Species of shrub endemic to Western Australia

Hakea ruscifolia, commonly known as the candle hakea,
is a shrub in the family Proteaceae. It has fragrant white flowers, arching branches and spiky foliage. It is endemic to an area in the Peel, Wheatbelt South West, Great Southern and the Goldfields–Esperance regions of Western Australia.

==Description==
Hakea ruscifolia is a dense shrub typically growing to 0.5 to 3 m high, 1.5-2 m wide and forms a lignotuber. Usually branches grow in a columnar habit where the flowers envelop the stems. It blooms from December to June and produces sweetly scented white flowers in leaf axils on short lateral outer branchlets. Thickly crowded leaves are small and elliptic to obovate ending with a fine sharp point. Most leaves are 2-4 cm long by under 1-2 cm wide.

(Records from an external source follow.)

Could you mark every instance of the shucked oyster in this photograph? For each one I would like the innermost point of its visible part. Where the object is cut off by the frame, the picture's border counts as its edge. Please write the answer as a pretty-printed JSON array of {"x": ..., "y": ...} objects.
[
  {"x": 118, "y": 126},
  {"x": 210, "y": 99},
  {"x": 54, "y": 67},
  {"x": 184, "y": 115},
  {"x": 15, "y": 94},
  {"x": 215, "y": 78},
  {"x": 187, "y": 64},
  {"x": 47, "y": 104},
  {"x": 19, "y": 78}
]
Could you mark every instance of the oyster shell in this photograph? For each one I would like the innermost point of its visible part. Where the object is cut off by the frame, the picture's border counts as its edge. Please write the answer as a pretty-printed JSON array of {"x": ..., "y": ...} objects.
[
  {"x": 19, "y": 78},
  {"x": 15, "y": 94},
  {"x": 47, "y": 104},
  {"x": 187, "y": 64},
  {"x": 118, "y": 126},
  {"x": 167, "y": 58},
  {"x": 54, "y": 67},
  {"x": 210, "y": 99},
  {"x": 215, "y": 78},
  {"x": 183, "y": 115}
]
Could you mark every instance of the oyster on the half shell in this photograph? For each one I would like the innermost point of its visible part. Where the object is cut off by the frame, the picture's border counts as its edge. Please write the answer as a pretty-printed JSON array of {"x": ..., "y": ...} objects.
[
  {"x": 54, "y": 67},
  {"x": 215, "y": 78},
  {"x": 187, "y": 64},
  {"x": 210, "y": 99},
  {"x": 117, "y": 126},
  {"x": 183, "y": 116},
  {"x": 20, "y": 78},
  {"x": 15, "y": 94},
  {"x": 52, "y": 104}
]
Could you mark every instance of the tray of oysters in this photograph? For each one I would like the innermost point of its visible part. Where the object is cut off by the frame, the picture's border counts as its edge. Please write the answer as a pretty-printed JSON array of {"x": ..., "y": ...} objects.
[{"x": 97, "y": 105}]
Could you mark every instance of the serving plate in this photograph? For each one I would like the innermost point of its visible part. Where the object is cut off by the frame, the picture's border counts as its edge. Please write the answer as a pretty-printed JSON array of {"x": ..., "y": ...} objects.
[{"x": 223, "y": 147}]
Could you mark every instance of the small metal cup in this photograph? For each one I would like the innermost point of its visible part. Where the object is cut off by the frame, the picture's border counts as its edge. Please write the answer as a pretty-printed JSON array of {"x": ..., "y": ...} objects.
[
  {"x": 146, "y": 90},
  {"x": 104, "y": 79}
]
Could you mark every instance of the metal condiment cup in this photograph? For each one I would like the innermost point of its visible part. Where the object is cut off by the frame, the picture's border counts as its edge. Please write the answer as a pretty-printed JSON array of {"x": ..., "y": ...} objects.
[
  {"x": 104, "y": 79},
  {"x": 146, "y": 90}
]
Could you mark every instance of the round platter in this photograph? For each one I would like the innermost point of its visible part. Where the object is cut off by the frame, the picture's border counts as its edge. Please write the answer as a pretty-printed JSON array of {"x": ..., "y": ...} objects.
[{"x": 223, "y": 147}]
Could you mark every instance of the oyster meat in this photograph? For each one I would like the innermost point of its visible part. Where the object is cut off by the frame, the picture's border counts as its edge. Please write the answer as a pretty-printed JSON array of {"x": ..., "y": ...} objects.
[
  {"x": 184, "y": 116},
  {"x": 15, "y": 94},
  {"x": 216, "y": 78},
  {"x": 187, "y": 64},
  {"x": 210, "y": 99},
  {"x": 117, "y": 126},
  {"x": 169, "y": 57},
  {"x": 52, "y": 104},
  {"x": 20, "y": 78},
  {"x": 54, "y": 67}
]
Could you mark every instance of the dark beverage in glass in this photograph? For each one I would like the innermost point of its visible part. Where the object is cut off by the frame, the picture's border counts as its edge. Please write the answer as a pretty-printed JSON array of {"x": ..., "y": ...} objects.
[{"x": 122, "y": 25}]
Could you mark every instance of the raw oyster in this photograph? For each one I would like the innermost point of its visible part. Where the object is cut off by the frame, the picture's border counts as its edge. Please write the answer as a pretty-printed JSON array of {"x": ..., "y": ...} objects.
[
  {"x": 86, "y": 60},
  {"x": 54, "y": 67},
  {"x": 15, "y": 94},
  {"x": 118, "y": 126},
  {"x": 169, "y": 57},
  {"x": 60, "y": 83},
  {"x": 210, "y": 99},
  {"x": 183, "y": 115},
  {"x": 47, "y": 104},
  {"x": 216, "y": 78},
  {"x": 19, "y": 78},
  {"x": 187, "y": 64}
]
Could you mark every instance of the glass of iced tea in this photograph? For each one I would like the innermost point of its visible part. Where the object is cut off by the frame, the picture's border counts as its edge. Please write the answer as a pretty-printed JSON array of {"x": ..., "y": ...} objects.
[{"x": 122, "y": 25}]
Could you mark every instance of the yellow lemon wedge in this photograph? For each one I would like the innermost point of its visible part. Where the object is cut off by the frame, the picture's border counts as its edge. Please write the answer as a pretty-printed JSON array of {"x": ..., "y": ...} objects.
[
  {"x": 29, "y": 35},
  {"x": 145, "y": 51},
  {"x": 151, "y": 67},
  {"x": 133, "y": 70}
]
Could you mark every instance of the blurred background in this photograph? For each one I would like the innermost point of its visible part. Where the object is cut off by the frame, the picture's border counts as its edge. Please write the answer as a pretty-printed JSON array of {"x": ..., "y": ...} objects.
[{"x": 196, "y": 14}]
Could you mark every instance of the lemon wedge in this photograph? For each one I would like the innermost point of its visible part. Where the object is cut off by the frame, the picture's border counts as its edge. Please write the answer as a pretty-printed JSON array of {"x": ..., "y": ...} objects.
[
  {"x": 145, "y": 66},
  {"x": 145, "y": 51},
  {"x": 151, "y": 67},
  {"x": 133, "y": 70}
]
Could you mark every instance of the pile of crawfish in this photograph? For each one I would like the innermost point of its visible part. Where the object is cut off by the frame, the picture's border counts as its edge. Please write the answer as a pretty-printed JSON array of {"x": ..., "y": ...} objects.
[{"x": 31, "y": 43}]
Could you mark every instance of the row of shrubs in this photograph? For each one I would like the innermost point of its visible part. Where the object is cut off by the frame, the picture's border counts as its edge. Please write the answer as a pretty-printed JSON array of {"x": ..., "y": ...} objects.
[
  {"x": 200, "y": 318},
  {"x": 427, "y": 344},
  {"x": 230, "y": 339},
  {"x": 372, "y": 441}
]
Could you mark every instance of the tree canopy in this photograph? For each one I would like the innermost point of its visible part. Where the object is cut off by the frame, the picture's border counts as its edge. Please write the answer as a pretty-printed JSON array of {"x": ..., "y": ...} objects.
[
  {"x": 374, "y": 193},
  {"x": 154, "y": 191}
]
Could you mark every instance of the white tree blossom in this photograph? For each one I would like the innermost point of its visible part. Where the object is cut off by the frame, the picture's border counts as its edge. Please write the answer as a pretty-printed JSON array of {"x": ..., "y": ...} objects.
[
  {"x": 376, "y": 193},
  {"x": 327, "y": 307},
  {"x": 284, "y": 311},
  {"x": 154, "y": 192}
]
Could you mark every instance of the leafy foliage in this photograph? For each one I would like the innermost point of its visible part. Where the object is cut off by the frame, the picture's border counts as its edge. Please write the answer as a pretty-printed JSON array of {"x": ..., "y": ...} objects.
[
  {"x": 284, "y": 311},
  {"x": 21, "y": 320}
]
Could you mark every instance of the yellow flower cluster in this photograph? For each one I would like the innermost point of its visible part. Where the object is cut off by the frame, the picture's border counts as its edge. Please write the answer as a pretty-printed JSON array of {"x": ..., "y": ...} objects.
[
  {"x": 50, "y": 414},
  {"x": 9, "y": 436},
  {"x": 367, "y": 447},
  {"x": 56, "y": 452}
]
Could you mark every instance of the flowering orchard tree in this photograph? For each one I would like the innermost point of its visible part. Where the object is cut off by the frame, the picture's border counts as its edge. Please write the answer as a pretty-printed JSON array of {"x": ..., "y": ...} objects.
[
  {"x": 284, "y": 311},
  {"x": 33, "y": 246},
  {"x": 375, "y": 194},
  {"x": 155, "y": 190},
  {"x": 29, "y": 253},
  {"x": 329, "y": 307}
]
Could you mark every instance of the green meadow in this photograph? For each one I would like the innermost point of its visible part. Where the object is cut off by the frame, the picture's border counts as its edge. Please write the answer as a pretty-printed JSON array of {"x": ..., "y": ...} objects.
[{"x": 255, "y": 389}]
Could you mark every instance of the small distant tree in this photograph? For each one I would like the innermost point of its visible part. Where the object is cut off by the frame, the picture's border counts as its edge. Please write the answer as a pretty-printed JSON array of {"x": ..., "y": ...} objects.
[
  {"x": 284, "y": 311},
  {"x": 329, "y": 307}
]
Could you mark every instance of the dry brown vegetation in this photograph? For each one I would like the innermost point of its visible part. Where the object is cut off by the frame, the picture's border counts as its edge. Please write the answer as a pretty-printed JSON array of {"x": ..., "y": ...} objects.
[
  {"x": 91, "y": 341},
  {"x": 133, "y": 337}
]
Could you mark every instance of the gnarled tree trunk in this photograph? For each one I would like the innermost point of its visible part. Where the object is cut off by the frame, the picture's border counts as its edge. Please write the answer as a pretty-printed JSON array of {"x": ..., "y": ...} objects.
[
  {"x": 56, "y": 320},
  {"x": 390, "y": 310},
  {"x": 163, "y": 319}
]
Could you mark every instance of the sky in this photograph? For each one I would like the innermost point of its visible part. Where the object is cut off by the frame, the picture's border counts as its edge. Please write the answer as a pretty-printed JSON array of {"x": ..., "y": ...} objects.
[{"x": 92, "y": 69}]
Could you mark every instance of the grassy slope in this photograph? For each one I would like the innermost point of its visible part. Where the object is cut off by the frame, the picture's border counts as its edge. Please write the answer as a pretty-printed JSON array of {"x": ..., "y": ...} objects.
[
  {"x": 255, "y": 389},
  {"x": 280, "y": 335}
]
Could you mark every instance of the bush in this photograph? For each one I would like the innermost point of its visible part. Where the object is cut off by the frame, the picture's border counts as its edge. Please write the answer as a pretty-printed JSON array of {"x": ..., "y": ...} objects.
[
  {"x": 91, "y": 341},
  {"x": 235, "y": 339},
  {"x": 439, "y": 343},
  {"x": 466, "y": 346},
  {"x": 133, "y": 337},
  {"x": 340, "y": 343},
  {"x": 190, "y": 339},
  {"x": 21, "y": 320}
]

The relatively small fruit are smooth, compressed and ovoid shaped 1-2 cm long by under 1 cm wide ending with a small beak.

==Taxonomy and naming==
Hakea ruscifolia was first formally described by Jacques Labillardiere in 1805 and the description was published in Novae Hollandiae Plantarum Specimen. Named from the genus Ruscus, of the lily family, and from the Latin folium 'leaf'.

==Distribution and habitat==
Candle hakea is a widespread coastal and inland species from Eneabba to Augusta and in the east to Esperance. It grows in heath and scrubland on sand, gravelly clay and laterite. A hardy ornamental species which is tolerant of moderate frost and a good understory shrub.

==Conservation status==
Hakea ruscifolia is classified as "not threatened" by the Western Australian Government Department of Parks and Wildlife.